On the eve of the 2020 Automobile Expo, Skoda showed the Vision IN concept, which, according to Skoda Auto’s international CEO Bernhard Maier, “is 90 percent of what the production car will look like”. Based on the Volkswagen Group’s global A0 stage, this midsize SUV, the very first version under India 2.0′ — a buzzword coined for Skoda Auto Volkswagen India’s ambitious revival strategy — will be nearly entirely manufactured in India and established from the first half of 2021 using a local content level of over 90 percent.
To meet the cost targets, an even greater degree of content might be required to further reduce the number of components along with the customs duty they attract. Maier is currently pushing for 95 percent localization, yet to achieve the transmission would need to be localized. “between the decisive issues that we must conclude is to see how feasible it’s to localize the transmission — not just 1 gearbox, but probably more than one. If that’s something that is turning out to be positive, then we are on the path to go 95 percent,” said Maier. Also, he added they have found providers and are very confident of maintaining their superior degrees that were global.
The key to localization, however, is volumes, and although Skoda Volkswagen car India gets the necessary installed capability (2,00,000 units per annum ) in the Chakan plant, which it took over from Volkswagen India, it may not get mopped up by national demand. The business is considering exports actively to utilize as much ability as possible. “Among the decisive issues that we must conclude is to learn how feasible it’s to localize the transmission — not only 1 gearbox, but probably more than one gearbox. If the Indian market is not absorbing everything we are producing here, we have to export outside India, and this is precisely how we put up the job and it’s working on the ideal path.”
Setting up a line also to justify the investments, and to manufacture transmissions is exceptionally costly, a quantity of 2,00,000 gearboxes is required. On the other hand, the the supplier base required to produce the transmission isn’t the challenge here. Presently, the Volkswagen Group already has many plants worldwide producing gearboxes adding yet another isn’t easy to justify, especially when the Group and the industry itself are actively heading towards electric cars, which don’t have conventional gearboxes.
Skoda Auto Volkswagen India can be analyzing the gearboxes to replace the twin-clutch or DSG gearbox that Volkswagen pioneered.
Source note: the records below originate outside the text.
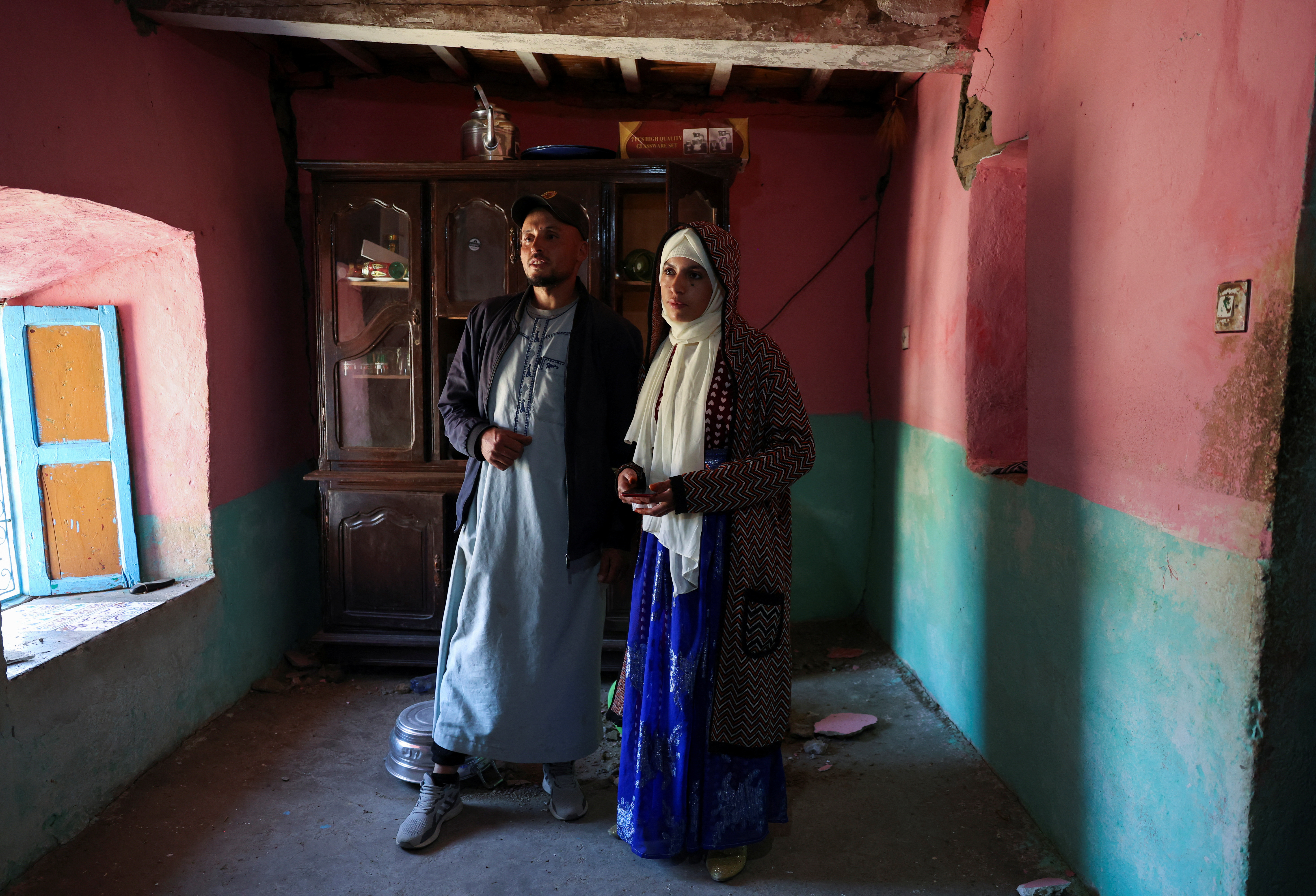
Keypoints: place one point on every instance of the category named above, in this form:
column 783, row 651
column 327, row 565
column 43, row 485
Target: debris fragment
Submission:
column 147, row 587
column 269, row 686
column 844, row 724
column 801, row 727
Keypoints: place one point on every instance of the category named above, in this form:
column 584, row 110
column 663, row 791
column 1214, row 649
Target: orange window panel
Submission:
column 68, row 383
column 81, row 520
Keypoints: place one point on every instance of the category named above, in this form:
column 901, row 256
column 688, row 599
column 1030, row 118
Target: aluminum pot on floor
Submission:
column 408, row 749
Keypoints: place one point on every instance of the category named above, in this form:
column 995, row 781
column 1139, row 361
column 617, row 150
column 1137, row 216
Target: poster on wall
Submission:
column 704, row 139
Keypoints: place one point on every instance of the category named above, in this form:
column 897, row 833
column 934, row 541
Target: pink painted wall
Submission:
column 807, row 187
column 997, row 312
column 162, row 324
column 177, row 127
column 70, row 252
column 1167, row 149
column 922, row 270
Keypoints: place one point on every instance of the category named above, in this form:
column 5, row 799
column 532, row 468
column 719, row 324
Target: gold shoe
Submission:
column 724, row 865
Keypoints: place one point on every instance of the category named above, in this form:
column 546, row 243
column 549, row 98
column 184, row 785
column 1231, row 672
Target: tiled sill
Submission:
column 49, row 627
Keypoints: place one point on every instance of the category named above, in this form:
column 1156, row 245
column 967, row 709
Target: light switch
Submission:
column 1232, row 307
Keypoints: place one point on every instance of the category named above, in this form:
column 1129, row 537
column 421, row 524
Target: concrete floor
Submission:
column 287, row 794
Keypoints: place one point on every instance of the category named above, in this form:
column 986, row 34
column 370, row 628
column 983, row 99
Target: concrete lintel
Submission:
column 938, row 56
column 357, row 56
column 534, row 64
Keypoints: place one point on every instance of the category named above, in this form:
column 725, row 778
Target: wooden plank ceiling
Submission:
column 580, row 81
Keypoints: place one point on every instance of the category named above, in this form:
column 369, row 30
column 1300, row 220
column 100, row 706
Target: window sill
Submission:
column 51, row 627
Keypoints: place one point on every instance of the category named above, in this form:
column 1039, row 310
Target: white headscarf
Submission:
column 669, row 437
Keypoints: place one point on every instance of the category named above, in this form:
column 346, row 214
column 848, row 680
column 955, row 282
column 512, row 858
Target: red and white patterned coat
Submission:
column 772, row 447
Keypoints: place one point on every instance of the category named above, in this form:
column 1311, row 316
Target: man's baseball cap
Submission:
column 559, row 206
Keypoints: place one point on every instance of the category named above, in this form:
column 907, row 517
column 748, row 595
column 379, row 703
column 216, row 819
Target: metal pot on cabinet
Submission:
column 489, row 135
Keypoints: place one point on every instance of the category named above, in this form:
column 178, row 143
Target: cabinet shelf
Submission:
column 394, row 285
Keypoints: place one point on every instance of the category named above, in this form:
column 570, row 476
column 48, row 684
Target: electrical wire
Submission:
column 819, row 273
column 828, row 262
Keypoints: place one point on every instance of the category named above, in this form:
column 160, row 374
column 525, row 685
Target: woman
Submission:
column 704, row 699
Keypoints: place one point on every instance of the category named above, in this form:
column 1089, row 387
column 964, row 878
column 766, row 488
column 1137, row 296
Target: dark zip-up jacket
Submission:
column 603, row 382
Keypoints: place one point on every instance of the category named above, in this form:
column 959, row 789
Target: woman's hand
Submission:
column 627, row 478
column 657, row 503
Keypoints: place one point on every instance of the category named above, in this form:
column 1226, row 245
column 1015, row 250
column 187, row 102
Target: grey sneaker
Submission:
column 437, row 803
column 566, row 799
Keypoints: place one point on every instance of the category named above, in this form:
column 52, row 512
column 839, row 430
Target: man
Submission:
column 539, row 396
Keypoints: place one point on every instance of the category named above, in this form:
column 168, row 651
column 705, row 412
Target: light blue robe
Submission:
column 523, row 633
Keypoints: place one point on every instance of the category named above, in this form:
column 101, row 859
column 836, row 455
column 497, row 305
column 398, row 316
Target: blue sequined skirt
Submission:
column 673, row 794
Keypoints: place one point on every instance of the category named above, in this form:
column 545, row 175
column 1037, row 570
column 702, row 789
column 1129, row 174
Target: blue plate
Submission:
column 568, row 152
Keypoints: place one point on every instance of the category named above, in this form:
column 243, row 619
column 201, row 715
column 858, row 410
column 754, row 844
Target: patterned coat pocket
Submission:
column 764, row 623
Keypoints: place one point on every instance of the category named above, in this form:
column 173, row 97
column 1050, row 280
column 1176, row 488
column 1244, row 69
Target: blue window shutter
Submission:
column 30, row 456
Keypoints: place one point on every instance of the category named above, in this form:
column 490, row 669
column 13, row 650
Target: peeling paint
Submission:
column 1240, row 432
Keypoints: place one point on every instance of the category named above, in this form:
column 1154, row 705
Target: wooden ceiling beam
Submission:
column 628, row 30
column 631, row 74
column 357, row 56
column 722, row 75
column 817, row 85
column 535, row 65
column 455, row 60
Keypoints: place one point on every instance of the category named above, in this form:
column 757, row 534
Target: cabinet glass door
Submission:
column 372, row 340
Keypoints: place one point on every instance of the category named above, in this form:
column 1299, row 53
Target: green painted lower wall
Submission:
column 1107, row 670
column 832, row 515
column 78, row 729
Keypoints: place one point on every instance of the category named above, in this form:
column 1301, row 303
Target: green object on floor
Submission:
column 612, row 693
column 724, row 865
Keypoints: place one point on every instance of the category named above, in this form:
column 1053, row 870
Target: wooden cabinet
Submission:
column 402, row 253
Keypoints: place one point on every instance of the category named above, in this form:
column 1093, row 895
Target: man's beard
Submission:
column 547, row 280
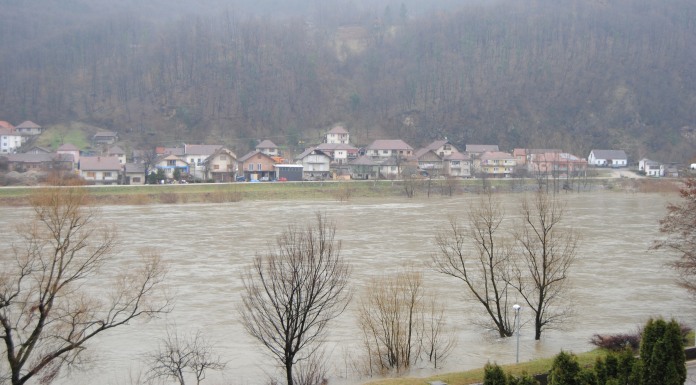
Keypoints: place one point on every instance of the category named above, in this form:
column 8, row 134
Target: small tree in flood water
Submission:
column 56, row 292
column 679, row 227
column 293, row 292
column 485, row 270
column 546, row 253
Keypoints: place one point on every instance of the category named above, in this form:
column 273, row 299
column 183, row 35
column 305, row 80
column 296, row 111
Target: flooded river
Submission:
column 617, row 283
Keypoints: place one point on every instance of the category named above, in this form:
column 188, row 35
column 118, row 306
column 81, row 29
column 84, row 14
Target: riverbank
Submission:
column 339, row 190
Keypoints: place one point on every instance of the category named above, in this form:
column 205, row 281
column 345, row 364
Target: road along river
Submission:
column 617, row 283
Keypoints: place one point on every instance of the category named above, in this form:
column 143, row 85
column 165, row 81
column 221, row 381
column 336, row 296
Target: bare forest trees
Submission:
column 679, row 228
column 401, row 324
column 498, row 265
column 178, row 355
column 58, row 289
column 293, row 292
column 547, row 251
column 485, row 269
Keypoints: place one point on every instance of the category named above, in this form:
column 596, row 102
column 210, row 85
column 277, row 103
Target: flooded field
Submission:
column 617, row 283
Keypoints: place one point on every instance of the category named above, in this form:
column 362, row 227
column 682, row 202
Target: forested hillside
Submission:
column 540, row 73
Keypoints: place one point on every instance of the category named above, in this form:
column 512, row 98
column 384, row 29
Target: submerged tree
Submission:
column 59, row 289
column 679, row 226
column 485, row 270
column 401, row 323
column 180, row 356
column 546, row 252
column 293, row 292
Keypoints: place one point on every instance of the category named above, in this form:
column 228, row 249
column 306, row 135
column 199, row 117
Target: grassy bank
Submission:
column 339, row 190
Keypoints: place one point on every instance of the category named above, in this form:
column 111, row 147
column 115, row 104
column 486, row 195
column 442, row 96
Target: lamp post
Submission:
column 517, row 308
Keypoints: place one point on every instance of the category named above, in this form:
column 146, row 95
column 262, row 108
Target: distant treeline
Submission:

Having a firm grip on prices, cheaper and robust solutions such as the 6-speed torque converter (seen on the Skoda Rapid), or even a CVT are being considered.
Clearly, Skoda is currently taking a pragmatic approach and studying all options, even if it means forfeiting holy cows such as the DSG to create its India 2.0 cars more accessible to the market.
Maier is confident of attaining a combined 5 percent market share for Volkswagen and Skoda, which translates to around 1,70,000 units per year. Currently, the combined market share stands in a little under 2 percent.